Robert Blitz, Robert Fry and Jeanne Sinquefield must be confirmed by the state Senate before joining the board, which meets Thursday.
They are not included in a list of nominations to be considered by the Senate’s Gubernatorial Appointments committee, which is scheduled to meet Wednesday morning.
Ahead of these appointments, the board had two open seats and three curators serving on expired terms. The board’s non-voting student representative position is also open.
The UM System Board of Curators is the nine-voting-member governing body that controls MU, the University of Missouri-Kansas City, the University of Missouri-St. Louis and the Missouri University of Science and Technology in Rolla.
The board cannot have more than five members of any political party. It wasn’t immediately clear what the appointees’ partisan affiliations are.
Sinquefield, of Westphalia, will fill the vacant 3rd Congressional District seat on the board. She previously served as Chair of the UM System Review Commission in 2016, and is a member of Missouri 100, a university advisory group made up of donors.

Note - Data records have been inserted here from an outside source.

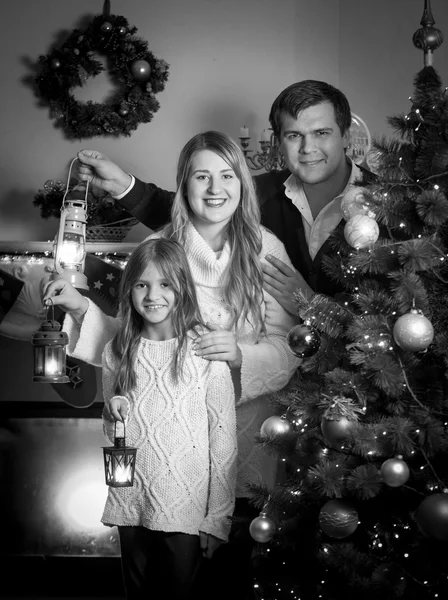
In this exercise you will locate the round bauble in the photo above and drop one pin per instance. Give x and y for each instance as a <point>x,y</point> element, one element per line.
<point>106,27</point>
<point>303,340</point>
<point>262,529</point>
<point>432,517</point>
<point>335,431</point>
<point>361,231</point>
<point>338,519</point>
<point>413,332</point>
<point>141,70</point>
<point>276,426</point>
<point>395,472</point>
<point>354,203</point>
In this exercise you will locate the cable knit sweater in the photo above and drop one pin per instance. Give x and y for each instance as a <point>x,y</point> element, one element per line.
<point>267,364</point>
<point>185,432</point>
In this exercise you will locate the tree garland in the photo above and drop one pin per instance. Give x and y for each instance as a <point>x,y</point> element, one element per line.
<point>137,74</point>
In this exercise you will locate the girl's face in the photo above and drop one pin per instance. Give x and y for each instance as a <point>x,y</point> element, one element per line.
<point>213,190</point>
<point>154,299</point>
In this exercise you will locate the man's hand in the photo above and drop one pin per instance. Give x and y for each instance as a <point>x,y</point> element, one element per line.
<point>282,283</point>
<point>209,543</point>
<point>219,345</point>
<point>102,172</point>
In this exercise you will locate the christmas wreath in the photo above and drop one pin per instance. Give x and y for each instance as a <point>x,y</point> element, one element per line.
<point>136,73</point>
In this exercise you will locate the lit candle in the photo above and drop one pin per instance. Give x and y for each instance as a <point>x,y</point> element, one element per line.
<point>265,136</point>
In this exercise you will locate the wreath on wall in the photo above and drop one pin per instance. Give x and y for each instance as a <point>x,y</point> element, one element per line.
<point>136,73</point>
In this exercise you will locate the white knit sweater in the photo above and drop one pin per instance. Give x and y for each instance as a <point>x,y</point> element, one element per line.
<point>185,433</point>
<point>267,364</point>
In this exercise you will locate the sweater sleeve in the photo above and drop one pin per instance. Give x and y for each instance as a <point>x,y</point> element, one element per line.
<point>223,451</point>
<point>149,204</point>
<point>268,365</point>
<point>88,340</point>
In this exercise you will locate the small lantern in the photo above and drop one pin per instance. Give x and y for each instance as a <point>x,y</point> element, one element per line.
<point>49,352</point>
<point>119,462</point>
<point>69,246</point>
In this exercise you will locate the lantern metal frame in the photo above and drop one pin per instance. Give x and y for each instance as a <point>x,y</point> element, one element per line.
<point>49,352</point>
<point>119,461</point>
<point>69,246</point>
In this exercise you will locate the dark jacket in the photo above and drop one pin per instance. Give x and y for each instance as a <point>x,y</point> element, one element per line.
<point>152,206</point>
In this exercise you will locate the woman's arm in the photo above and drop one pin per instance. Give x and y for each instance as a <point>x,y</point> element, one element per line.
<point>269,365</point>
<point>223,451</point>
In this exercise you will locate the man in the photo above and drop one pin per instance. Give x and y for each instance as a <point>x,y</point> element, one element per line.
<point>301,205</point>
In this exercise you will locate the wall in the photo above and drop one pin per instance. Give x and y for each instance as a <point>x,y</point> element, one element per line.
<point>228,62</point>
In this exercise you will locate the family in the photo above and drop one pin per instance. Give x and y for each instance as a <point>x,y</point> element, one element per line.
<point>199,343</point>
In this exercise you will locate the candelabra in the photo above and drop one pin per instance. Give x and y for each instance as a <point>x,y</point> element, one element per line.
<point>270,158</point>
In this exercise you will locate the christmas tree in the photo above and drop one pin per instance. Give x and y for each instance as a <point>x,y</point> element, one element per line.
<point>362,429</point>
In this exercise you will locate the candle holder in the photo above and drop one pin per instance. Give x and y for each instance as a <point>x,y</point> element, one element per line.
<point>119,461</point>
<point>69,246</point>
<point>49,352</point>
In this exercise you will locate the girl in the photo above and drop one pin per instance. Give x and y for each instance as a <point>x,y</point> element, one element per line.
<point>216,218</point>
<point>180,413</point>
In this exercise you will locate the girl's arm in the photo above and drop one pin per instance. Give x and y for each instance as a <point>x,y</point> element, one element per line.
<point>269,365</point>
<point>223,451</point>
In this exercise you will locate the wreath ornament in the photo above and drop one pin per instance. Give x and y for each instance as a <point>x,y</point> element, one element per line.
<point>136,73</point>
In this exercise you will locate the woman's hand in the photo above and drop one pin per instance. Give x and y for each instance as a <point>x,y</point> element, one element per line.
<point>102,172</point>
<point>219,345</point>
<point>62,293</point>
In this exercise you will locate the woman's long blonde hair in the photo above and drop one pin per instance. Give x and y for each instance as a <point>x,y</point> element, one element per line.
<point>242,285</point>
<point>170,259</point>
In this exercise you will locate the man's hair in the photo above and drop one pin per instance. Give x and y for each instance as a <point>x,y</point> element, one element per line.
<point>303,94</point>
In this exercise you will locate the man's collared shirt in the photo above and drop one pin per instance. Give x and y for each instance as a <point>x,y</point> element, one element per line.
<point>318,230</point>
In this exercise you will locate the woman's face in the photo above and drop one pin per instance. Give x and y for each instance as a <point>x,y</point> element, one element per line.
<point>213,190</point>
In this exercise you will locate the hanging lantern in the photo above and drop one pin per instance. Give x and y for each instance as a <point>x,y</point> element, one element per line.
<point>69,247</point>
<point>119,462</point>
<point>49,344</point>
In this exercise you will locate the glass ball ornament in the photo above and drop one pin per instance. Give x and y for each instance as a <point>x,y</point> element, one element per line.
<point>276,426</point>
<point>336,431</point>
<point>338,519</point>
<point>106,27</point>
<point>354,203</point>
<point>413,332</point>
<point>262,529</point>
<point>361,231</point>
<point>395,472</point>
<point>432,517</point>
<point>303,340</point>
<point>141,70</point>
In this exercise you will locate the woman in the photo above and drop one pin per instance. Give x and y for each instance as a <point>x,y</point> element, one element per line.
<point>216,218</point>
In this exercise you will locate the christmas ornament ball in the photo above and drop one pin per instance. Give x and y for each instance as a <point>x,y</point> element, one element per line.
<point>413,331</point>
<point>262,529</point>
<point>303,340</point>
<point>361,231</point>
<point>106,27</point>
<point>354,203</point>
<point>395,472</point>
<point>275,426</point>
<point>335,431</point>
<point>338,519</point>
<point>141,70</point>
<point>432,517</point>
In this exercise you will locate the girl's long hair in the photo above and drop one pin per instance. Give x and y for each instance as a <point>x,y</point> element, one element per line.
<point>242,285</point>
<point>170,259</point>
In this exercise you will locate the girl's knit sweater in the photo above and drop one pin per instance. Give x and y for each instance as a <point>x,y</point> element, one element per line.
<point>185,433</point>
<point>267,365</point>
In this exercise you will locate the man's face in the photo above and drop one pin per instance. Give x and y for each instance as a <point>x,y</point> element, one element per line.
<point>312,144</point>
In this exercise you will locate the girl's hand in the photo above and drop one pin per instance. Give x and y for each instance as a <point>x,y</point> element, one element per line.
<point>116,409</point>
<point>219,345</point>
<point>62,293</point>
<point>209,544</point>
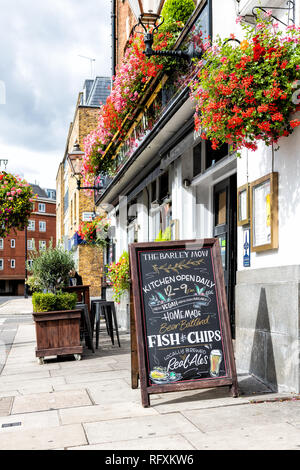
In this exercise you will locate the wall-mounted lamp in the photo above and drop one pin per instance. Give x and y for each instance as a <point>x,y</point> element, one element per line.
<point>149,16</point>
<point>75,160</point>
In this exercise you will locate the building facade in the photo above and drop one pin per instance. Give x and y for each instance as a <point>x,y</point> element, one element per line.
<point>174,179</point>
<point>74,206</point>
<point>19,246</point>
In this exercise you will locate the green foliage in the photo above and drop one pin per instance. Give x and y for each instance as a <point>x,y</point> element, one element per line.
<point>177,10</point>
<point>16,199</point>
<point>47,302</point>
<point>50,269</point>
<point>164,236</point>
<point>118,275</point>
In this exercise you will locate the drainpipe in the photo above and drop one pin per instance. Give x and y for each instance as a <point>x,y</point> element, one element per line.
<point>113,37</point>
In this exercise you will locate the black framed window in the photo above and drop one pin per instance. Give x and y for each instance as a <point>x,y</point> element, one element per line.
<point>214,156</point>
<point>163,185</point>
<point>197,157</point>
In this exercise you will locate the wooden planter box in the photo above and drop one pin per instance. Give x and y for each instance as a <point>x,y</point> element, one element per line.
<point>58,333</point>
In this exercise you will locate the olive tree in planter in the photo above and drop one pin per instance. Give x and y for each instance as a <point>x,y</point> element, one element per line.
<point>57,322</point>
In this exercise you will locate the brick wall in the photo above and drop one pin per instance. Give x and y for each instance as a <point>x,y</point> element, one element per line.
<point>90,268</point>
<point>12,278</point>
<point>124,23</point>
<point>88,259</point>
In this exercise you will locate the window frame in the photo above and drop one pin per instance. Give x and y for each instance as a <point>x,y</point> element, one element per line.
<point>42,222</point>
<point>44,207</point>
<point>31,222</point>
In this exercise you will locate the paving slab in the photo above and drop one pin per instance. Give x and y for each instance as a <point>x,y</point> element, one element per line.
<point>30,386</point>
<point>172,442</point>
<point>13,368</point>
<point>96,376</point>
<point>42,420</point>
<point>10,378</point>
<point>233,417</point>
<point>137,428</point>
<point>281,436</point>
<point>83,371</point>
<point>105,412</point>
<point>16,306</point>
<point>44,439</point>
<point>105,385</point>
<point>49,401</point>
<point>5,405</point>
<point>114,395</point>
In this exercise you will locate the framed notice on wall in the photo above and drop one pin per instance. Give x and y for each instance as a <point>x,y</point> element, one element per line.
<point>180,312</point>
<point>243,204</point>
<point>264,213</point>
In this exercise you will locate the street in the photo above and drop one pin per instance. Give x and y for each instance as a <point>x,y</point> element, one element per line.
<point>89,404</point>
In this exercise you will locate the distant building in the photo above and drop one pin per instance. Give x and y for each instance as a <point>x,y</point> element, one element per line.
<point>41,230</point>
<point>72,205</point>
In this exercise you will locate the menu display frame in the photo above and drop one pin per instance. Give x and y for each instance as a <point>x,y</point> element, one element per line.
<point>142,322</point>
<point>243,205</point>
<point>264,213</point>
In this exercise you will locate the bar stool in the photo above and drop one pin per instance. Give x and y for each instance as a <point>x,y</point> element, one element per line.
<point>107,310</point>
<point>87,330</point>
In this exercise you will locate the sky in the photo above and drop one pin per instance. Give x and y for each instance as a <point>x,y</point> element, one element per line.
<point>41,74</point>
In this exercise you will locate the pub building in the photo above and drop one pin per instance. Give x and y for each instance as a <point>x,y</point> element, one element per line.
<point>174,180</point>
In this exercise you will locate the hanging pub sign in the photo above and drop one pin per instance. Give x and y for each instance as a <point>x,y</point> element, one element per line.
<point>183,338</point>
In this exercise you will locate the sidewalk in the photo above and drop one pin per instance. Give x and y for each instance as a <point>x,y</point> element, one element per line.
<point>89,405</point>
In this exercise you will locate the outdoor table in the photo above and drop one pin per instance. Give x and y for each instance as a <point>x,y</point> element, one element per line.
<point>83,295</point>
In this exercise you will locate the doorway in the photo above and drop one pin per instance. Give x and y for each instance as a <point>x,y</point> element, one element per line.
<point>225,229</point>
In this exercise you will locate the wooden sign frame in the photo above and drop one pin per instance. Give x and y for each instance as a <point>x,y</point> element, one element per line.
<point>272,210</point>
<point>140,369</point>
<point>243,190</point>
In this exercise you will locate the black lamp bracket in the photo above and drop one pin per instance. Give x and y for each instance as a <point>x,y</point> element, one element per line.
<point>92,188</point>
<point>190,54</point>
<point>289,8</point>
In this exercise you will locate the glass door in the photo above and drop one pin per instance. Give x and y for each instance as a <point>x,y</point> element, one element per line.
<point>225,229</point>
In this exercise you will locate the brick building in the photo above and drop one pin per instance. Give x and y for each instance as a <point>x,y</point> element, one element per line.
<point>72,205</point>
<point>13,250</point>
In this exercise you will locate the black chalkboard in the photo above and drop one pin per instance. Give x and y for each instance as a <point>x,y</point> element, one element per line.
<point>181,316</point>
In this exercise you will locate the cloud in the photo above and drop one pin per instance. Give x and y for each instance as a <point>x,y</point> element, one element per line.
<point>40,44</point>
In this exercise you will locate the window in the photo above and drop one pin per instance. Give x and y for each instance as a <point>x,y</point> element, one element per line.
<point>42,207</point>
<point>153,191</point>
<point>30,244</point>
<point>42,226</point>
<point>29,263</point>
<point>42,245</point>
<point>214,156</point>
<point>31,225</point>
<point>197,157</point>
<point>164,185</point>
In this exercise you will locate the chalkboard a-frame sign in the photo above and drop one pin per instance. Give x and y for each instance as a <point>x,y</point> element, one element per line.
<point>181,324</point>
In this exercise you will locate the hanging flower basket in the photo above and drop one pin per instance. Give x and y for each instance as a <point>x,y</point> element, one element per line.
<point>16,199</point>
<point>247,92</point>
<point>118,276</point>
<point>94,233</point>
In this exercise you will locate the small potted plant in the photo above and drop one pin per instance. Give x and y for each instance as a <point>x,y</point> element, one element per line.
<point>57,322</point>
<point>118,276</point>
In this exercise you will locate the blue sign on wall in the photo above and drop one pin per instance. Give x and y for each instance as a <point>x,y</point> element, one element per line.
<point>246,248</point>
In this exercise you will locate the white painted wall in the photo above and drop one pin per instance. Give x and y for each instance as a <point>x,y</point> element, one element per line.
<point>287,164</point>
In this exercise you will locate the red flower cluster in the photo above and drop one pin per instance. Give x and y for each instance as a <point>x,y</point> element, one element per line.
<point>245,94</point>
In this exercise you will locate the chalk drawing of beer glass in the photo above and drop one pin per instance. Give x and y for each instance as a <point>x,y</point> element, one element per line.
<point>215,362</point>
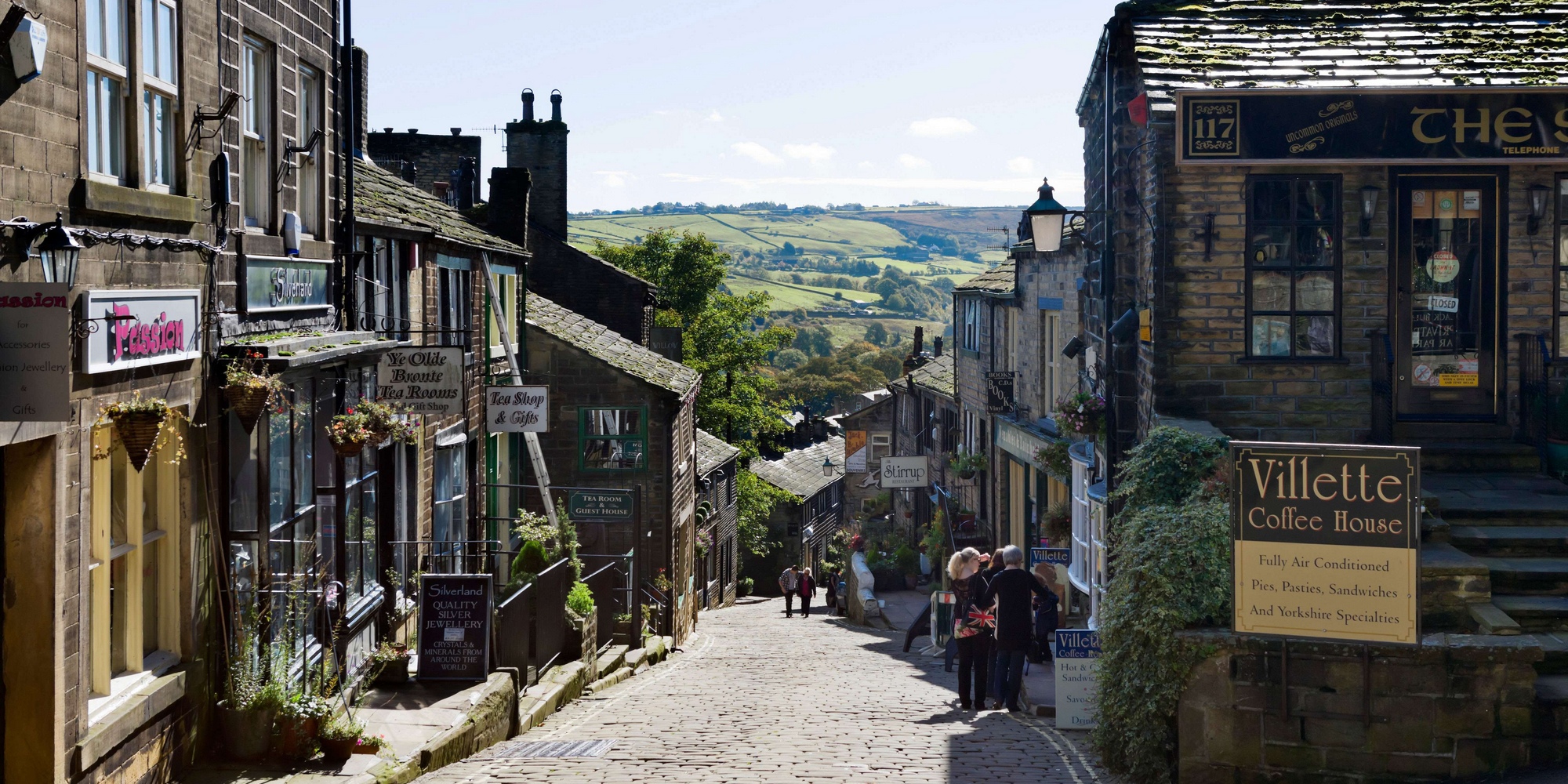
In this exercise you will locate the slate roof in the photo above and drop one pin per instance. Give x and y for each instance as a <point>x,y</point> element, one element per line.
<point>385,198</point>
<point>800,471</point>
<point>1346,45</point>
<point>603,343</point>
<point>996,281</point>
<point>935,376</point>
<point>713,452</point>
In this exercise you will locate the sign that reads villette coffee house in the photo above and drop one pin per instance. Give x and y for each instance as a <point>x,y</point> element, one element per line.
<point>1327,542</point>
<point>1393,126</point>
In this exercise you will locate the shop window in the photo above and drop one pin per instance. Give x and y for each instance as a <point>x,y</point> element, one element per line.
<point>612,438</point>
<point>134,568</point>
<point>1293,267</point>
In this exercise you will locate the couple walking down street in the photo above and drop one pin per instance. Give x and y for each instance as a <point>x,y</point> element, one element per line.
<point>796,583</point>
<point>995,625</point>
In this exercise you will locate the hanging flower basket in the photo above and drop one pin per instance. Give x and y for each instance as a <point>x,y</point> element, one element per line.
<point>139,423</point>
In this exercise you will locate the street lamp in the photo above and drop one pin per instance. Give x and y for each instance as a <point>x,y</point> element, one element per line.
<point>1047,219</point>
<point>59,253</point>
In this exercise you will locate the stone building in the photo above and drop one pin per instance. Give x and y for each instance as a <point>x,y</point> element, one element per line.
<point>719,521</point>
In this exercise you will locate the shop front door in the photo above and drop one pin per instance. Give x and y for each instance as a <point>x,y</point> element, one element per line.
<point>1445,333</point>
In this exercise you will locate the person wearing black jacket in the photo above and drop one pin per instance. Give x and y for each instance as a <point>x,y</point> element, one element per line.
<point>1015,620</point>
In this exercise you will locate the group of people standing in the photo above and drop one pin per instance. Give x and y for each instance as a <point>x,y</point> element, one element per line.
<point>995,623</point>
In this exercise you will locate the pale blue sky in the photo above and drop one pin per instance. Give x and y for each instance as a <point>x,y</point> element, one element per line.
<point>730,101</point>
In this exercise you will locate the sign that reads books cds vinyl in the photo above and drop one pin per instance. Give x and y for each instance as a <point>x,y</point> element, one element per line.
<point>1327,542</point>
<point>518,410</point>
<point>424,380</point>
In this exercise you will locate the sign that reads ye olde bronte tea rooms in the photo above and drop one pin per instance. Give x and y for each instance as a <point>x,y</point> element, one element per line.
<point>1327,542</point>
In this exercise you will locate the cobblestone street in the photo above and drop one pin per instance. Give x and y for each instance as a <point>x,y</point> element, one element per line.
<point>760,699</point>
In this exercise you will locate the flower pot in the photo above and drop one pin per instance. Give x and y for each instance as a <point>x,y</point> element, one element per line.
<point>296,736</point>
<point>247,735</point>
<point>338,750</point>
<point>249,402</point>
<point>139,430</point>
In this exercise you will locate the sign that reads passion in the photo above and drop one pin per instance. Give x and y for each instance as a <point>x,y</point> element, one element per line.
<point>1393,126</point>
<point>423,380</point>
<point>1327,542</point>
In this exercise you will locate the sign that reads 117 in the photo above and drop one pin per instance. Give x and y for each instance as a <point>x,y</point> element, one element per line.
<point>1327,542</point>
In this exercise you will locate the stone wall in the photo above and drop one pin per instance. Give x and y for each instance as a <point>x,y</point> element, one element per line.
<point>1457,706</point>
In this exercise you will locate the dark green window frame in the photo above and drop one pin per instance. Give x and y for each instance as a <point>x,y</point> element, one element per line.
<point>608,443</point>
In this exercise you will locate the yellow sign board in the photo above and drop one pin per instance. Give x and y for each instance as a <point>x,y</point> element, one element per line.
<point>1327,542</point>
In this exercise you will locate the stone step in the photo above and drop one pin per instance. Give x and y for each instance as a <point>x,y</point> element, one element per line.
<point>1511,540</point>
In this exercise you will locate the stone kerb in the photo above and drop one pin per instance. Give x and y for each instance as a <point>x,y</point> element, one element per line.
<point>1456,706</point>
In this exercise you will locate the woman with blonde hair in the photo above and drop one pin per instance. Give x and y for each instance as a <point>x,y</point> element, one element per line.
<point>975,641</point>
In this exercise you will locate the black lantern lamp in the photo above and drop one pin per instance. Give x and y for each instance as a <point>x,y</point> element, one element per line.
<point>1539,198</point>
<point>1370,198</point>
<point>59,253</point>
<point>1047,219</point>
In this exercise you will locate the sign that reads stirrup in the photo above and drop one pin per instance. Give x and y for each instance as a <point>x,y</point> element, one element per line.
<point>142,327</point>
<point>904,473</point>
<point>517,410</point>
<point>423,380</point>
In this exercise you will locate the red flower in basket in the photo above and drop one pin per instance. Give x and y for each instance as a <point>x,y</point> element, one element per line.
<point>982,619</point>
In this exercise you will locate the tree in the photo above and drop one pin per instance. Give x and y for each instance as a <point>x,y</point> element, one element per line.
<point>686,267</point>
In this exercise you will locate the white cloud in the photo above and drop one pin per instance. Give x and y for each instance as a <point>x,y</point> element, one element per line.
<point>614,180</point>
<point>757,153</point>
<point>813,153</point>
<point>942,128</point>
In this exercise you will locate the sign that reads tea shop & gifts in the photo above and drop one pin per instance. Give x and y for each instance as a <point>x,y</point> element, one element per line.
<point>518,410</point>
<point>423,380</point>
<point>1327,542</point>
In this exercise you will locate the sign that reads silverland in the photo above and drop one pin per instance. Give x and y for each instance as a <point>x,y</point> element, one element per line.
<point>1327,542</point>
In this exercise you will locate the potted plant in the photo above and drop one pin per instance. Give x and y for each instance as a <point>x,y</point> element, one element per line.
<point>1083,413</point>
<point>341,736</point>
<point>250,390</point>
<point>349,434</point>
<point>137,423</point>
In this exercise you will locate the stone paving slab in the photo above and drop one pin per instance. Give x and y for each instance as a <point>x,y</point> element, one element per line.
<point>760,699</point>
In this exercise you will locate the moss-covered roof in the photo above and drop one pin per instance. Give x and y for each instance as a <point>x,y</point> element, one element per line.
<point>1346,45</point>
<point>935,376</point>
<point>609,346</point>
<point>385,198</point>
<point>713,452</point>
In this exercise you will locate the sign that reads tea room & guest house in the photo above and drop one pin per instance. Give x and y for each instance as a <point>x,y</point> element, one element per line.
<point>423,380</point>
<point>1327,542</point>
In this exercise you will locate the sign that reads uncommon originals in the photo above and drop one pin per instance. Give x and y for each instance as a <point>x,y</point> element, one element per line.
<point>1327,542</point>
<point>1390,126</point>
<point>142,327</point>
<point>454,626</point>
<point>274,283</point>
<point>423,380</point>
<point>904,473</point>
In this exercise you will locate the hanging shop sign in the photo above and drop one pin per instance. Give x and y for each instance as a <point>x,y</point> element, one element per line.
<point>274,283</point>
<point>855,452</point>
<point>595,506</point>
<point>1390,126</point>
<point>35,354</point>
<point>454,626</point>
<point>904,473</point>
<point>140,328</point>
<point>1327,542</point>
<point>1078,681</point>
<point>424,380</point>
<point>518,410</point>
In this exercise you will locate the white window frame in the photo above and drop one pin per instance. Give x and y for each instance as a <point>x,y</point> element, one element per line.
<point>256,172</point>
<point>159,162</point>
<point>106,117</point>
<point>114,683</point>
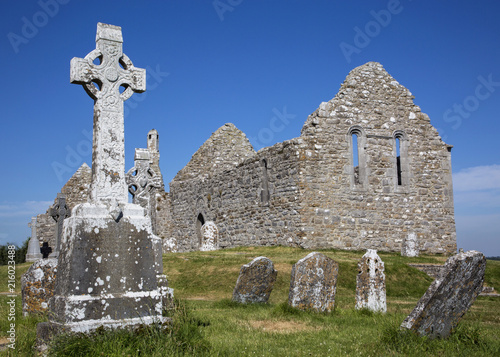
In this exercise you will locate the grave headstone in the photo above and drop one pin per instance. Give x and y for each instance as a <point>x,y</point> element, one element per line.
<point>410,246</point>
<point>449,297</point>
<point>313,283</point>
<point>33,253</point>
<point>37,285</point>
<point>109,267</point>
<point>370,283</point>
<point>59,212</point>
<point>255,282</point>
<point>209,236</point>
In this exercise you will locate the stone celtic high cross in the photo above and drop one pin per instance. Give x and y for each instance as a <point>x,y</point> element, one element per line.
<point>103,82</point>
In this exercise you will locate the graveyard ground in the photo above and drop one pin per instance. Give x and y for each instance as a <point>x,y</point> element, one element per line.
<point>206,322</point>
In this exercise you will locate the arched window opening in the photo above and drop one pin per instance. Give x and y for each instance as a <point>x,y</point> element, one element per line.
<point>401,160</point>
<point>398,160</point>
<point>356,139</point>
<point>264,193</point>
<point>200,221</point>
<point>355,157</point>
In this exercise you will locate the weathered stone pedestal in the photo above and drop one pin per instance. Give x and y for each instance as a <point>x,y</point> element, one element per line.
<point>109,265</point>
<point>108,274</point>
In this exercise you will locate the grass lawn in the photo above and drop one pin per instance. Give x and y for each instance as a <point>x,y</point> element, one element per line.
<point>207,322</point>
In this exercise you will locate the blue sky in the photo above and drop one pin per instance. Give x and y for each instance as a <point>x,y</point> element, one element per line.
<point>245,61</point>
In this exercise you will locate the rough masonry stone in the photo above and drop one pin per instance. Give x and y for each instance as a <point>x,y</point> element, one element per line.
<point>313,283</point>
<point>109,266</point>
<point>255,282</point>
<point>307,192</point>
<point>33,253</point>
<point>59,213</point>
<point>370,283</point>
<point>449,297</point>
<point>37,285</point>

Sinquefield and her husband have donated millions to the MU School of Music, and the Sinquefield Music Center was named in their honor.
Before retiring in 2005, Sinquefield worked as a training executive for Dimensional Fund Advisors.
“I have been pretty active with different parts of the university,” Sinquefield said Monday. “I’m happy to help.”
Blitz, from St. Louis, is a partner at a law firm and will be filling the 2nd Congressional District seat currently held by Curator Greg Hoberock.
Blitz garnered national attention for representing St. Louis City, St. Louis County and the St. Louis Sports Authority in a lawsuit over the St. Louis Rams football franchise’s move to Los Angeles. He also represented the family of an MU football player who died after collapsing during a 2005 workout in a wrongful death lawsuit against the university.
He did not immediately return a call to his office Monday.
Fry is an orthodontist and the founder and director for a nature-oriented nonprofit. He will fill the 4th Congressional District spot on the board, which has been vacant. Fry is from Greenwood.
“I’m very honored and humbled to be considered for this position,” Fry said. “I’m happy to continue the fine traditions of the state and the university.”
The Senate confirmation process, in recent years, has been more than a formality. Current curator Todd Graves’ appointment was filibustered in 2021 before Parson cut a deal with Democrats.
Parson’s appointments to the board arrive with less than four weeks left in the legislative session, where the Senate could still pass bills related to sports betting, gender-affirming health care, changes to the initiative petition process and other key topics.
The curators will meet Thursday on the campus of Missouri S&T for a regularly-scheduled meeting.